- Structure of the foot-and-mouth virus, solved at Diamond
- © University of Oxford
The 3000 papers published using data collected at Diamond have contained a variety of discoveries, breakthroughs and advances, many of which have made headlines. In the last year alone, research into areas including consumer technology and drug design have highlighted the impact and importance of Diamond’s research in the UK and globally.
Designing a vaccine for a global viral threat – In 2013, Scientists at Oxford and Reading Universities, the Pirbright Institute and Diamond created a prototype vaccine for the animal disease foot-and-mouth. Anyone who remembers the culls across Britain in 2001 in response to this disease will understand the importance of being able to control it. The new synthetic vaccine developed at the synchrotron contains no live virus, making it safer, and it is engineered to stay stable outside a refrigerated environment – making prevention more possible the world over.
Preserving Britain’s heritage – Working with the Mary Rose Trust and close neighbour the ISIS neutron and muon source, which can analyse materials at the nanoscale using neutron scattering, Diamond research has been vital in preserving Henry VIII’s naval flagship, the Mary Rose, from decay and deterioration. Samples from the warship, which sank in 1545 and was famously raised from the bed of the Solent in 1982, are regularly brought to the synchrotron to determine the ongoing effects of the intense preservation efforts carried out over the last thirty years.

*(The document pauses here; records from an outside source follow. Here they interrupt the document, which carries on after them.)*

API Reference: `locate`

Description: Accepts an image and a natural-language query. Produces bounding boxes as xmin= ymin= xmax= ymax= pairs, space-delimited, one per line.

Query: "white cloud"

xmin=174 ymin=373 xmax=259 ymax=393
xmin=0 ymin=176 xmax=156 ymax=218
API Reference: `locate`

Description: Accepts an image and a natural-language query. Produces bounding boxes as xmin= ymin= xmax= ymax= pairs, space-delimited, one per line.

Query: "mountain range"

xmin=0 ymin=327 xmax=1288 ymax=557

Feeding the world – Researchers from Rothamsted, one of the world’s oldest agricultural research institutions, have been bringing wheat to Diamond to map the structure of grains. This research is part of the effort to breed more nutritious grains: important to addressing nutritional deficiencies in the third world. By using this technique, they are able to grow foods that will provide greater nutrition to people and animals and could have a major impact globally.

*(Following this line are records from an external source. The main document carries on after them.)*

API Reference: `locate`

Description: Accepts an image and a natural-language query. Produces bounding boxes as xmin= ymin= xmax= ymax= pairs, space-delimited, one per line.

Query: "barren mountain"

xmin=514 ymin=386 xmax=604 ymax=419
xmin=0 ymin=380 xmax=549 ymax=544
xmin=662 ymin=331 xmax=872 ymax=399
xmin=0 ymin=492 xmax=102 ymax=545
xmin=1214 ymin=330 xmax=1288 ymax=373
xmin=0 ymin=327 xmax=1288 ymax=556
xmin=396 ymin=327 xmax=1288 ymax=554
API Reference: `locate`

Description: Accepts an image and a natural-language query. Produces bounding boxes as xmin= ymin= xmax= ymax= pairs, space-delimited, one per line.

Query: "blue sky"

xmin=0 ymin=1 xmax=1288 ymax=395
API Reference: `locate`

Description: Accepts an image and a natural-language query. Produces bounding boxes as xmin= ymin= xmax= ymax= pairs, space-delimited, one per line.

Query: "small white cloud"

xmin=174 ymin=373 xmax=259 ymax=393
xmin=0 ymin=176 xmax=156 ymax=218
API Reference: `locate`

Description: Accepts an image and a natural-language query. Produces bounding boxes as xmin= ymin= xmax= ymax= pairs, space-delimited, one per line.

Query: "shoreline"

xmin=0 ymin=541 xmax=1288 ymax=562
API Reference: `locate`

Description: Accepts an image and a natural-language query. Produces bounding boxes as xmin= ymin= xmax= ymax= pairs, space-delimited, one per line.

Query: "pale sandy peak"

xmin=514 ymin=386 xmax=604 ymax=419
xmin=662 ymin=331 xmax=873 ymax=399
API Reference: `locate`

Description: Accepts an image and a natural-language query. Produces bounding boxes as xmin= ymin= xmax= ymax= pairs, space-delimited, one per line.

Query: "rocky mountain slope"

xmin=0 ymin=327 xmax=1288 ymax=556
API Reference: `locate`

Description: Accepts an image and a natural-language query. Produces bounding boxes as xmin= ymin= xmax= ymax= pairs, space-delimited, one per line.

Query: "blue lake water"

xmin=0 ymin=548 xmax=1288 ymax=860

Understanding life-changing disease – Researchers from University of Keele have been using synchrotron technology at Diamond in the UK as well as others in Switzerland and the US to shed light on the processes and symptoms of Alzheimer’s disease. They discovered that brain lesions caused by the disease could be the source of a neurotoxic form of iron. This research could open up new avenues of research into diagnosing and treating this devastating disease.
Developing the future of transportation – Research undertaken at Diamond into the safe storage and transportation of hydrogen for fuel has led to the formation of a spin out company, Cella Energy. Cella has developed a novel hydrogen storage material which is stable, pourable and capable of releasing large quantities of hydrogen when heated. This work brings us closer to safe hydrogen powered cars that can be filled up at the pump.